For well over 20 years, employers have been including similar just cause language in employment contracts. Those contracts are no longer enforceable.

Remember, the ESA grants among other things, minimum standards of notice, pay in lieu of notice and/or severance pay, in the event the employee has not engaged in wilful misconduct, disobedience or, wilful neglect of duty that is not trivial. Because the concept of just cause is so broadly construed, that means a lesser of offence (i.e., not wilful) would still entitle the employee to minimum notice and severance pay (where applicable). Therefore, by stating that the employee may be terminated without notice or pay in lieu of notice for just cause, this is contrary to the ESA and, is therefore unenforceable.

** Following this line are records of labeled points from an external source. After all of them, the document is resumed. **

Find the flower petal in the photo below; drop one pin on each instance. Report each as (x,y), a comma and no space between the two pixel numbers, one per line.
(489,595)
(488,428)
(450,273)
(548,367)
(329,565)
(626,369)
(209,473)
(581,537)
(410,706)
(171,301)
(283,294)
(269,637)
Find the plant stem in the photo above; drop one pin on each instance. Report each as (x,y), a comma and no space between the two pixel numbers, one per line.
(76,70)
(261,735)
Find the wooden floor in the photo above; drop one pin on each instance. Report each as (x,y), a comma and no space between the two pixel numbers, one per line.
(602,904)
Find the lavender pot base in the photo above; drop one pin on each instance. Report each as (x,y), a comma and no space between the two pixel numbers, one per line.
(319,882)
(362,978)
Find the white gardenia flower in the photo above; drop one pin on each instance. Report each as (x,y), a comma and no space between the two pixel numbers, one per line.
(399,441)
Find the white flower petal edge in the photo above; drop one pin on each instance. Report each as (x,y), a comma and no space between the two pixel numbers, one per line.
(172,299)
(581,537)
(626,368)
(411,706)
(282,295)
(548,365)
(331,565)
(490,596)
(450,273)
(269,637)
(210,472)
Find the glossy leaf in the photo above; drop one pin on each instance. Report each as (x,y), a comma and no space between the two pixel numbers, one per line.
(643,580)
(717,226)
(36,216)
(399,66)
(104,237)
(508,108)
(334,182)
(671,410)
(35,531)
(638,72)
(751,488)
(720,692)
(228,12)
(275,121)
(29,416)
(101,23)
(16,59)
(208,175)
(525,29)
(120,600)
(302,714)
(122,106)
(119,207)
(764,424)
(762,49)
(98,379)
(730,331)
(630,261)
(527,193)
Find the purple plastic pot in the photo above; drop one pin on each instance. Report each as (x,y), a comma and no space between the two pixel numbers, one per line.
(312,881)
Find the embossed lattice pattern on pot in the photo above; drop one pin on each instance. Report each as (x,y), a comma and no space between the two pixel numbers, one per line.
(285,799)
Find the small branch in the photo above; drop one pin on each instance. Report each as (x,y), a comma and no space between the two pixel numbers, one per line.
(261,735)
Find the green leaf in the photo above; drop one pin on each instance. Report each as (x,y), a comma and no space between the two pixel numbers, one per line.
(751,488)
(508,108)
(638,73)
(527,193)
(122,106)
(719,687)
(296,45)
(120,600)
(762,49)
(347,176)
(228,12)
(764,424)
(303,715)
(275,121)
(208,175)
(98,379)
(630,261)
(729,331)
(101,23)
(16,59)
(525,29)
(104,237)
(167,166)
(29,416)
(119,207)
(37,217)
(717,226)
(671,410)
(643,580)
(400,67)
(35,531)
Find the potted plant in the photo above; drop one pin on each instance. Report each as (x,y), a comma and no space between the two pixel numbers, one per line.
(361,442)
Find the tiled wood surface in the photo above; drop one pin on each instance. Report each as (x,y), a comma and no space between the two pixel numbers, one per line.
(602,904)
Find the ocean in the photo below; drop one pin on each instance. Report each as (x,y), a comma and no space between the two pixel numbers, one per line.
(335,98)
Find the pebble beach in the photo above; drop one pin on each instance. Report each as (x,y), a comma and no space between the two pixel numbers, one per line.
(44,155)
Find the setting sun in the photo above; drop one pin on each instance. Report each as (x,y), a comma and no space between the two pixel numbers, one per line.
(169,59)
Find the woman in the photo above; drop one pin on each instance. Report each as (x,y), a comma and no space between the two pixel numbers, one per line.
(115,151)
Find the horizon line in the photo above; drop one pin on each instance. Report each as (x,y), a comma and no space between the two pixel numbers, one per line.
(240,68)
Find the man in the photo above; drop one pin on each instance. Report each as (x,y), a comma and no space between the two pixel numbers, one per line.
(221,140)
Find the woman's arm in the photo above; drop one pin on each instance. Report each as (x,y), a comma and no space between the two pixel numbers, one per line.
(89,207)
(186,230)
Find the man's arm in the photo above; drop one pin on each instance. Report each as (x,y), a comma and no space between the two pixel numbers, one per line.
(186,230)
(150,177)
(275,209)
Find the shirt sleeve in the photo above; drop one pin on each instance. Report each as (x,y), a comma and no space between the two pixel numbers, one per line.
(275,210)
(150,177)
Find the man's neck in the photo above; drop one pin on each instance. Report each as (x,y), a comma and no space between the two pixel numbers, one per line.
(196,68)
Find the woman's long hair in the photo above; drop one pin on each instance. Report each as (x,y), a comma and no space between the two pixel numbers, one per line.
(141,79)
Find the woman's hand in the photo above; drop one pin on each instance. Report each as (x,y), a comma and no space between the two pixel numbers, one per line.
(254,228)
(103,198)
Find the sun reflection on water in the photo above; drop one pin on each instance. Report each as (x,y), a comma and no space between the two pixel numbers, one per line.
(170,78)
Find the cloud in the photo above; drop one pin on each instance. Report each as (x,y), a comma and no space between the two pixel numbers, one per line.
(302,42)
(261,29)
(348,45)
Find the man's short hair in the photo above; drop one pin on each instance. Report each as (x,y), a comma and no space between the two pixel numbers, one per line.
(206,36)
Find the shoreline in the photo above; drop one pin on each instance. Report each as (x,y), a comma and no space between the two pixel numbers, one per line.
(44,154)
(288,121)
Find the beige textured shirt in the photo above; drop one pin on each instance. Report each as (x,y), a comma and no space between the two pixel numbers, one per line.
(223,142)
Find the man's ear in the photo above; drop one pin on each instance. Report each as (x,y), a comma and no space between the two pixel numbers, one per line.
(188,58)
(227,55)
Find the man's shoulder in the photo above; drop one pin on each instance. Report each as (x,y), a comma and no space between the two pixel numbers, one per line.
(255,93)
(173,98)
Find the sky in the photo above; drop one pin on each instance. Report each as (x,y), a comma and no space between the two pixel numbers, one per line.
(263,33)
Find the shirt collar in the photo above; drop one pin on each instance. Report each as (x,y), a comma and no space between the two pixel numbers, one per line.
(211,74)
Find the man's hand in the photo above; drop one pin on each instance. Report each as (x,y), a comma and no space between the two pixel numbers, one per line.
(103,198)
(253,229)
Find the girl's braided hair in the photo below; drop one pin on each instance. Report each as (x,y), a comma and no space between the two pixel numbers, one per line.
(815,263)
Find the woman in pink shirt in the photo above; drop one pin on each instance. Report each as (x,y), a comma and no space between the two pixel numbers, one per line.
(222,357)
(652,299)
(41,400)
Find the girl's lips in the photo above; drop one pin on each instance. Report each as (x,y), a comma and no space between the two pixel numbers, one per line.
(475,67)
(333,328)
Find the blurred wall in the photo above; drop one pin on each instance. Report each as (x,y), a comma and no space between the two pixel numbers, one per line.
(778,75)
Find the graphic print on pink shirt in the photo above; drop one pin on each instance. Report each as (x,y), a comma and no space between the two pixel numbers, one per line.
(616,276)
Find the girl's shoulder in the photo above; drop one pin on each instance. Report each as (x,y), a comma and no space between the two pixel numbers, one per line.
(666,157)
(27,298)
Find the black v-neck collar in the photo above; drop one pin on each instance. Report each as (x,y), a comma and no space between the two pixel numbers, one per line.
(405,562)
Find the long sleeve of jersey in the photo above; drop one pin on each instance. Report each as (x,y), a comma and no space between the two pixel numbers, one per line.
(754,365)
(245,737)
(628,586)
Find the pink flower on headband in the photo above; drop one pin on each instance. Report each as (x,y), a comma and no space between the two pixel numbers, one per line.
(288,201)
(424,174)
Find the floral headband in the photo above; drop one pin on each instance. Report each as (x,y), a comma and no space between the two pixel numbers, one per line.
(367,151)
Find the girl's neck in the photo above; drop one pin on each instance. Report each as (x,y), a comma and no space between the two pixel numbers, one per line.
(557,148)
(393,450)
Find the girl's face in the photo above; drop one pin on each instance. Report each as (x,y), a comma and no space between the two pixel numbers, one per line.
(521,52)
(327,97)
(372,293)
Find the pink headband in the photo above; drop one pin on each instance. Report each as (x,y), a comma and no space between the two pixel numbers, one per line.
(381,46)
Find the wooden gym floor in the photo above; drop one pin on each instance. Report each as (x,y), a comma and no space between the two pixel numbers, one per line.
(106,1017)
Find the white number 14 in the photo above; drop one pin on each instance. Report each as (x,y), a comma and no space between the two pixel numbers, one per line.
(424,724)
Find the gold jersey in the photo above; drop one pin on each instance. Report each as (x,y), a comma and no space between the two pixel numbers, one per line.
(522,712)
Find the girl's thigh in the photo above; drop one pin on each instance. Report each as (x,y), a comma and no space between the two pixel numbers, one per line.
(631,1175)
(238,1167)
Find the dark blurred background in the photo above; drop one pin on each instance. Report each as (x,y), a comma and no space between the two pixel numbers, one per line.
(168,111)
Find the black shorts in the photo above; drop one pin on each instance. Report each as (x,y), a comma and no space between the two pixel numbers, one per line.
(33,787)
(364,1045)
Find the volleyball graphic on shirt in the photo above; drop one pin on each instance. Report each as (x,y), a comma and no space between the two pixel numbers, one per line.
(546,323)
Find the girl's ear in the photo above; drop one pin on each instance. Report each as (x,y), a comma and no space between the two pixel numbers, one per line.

What does this mean for employers? We strongly advise employers to revisit their employment contracts immediately. “Just cause” and “without cause” termination provisions must meet or exceed the ESA. When in doubt, seek the assistance of competent employment law counsel. It is quite likely that many employees will require new contracts or at the very least, amendments to the original. Remember: new contracts or amendments are only enforceable if the existing employees are provided with fresh consideration; that “something extra” to make the agreement legally binding. Fresh consideration can be a pay raise, a one-time monetary payment, greater benefits or a change in position. Continued employment is not sufficient to be treated as fresh consideration. Without fresh consideration, a new contract signed by an existing employee will not be enforceable. Finally, employers are advised to update their employment agreement templates, in order to ensure that they too will be enforceable when applied to new employees.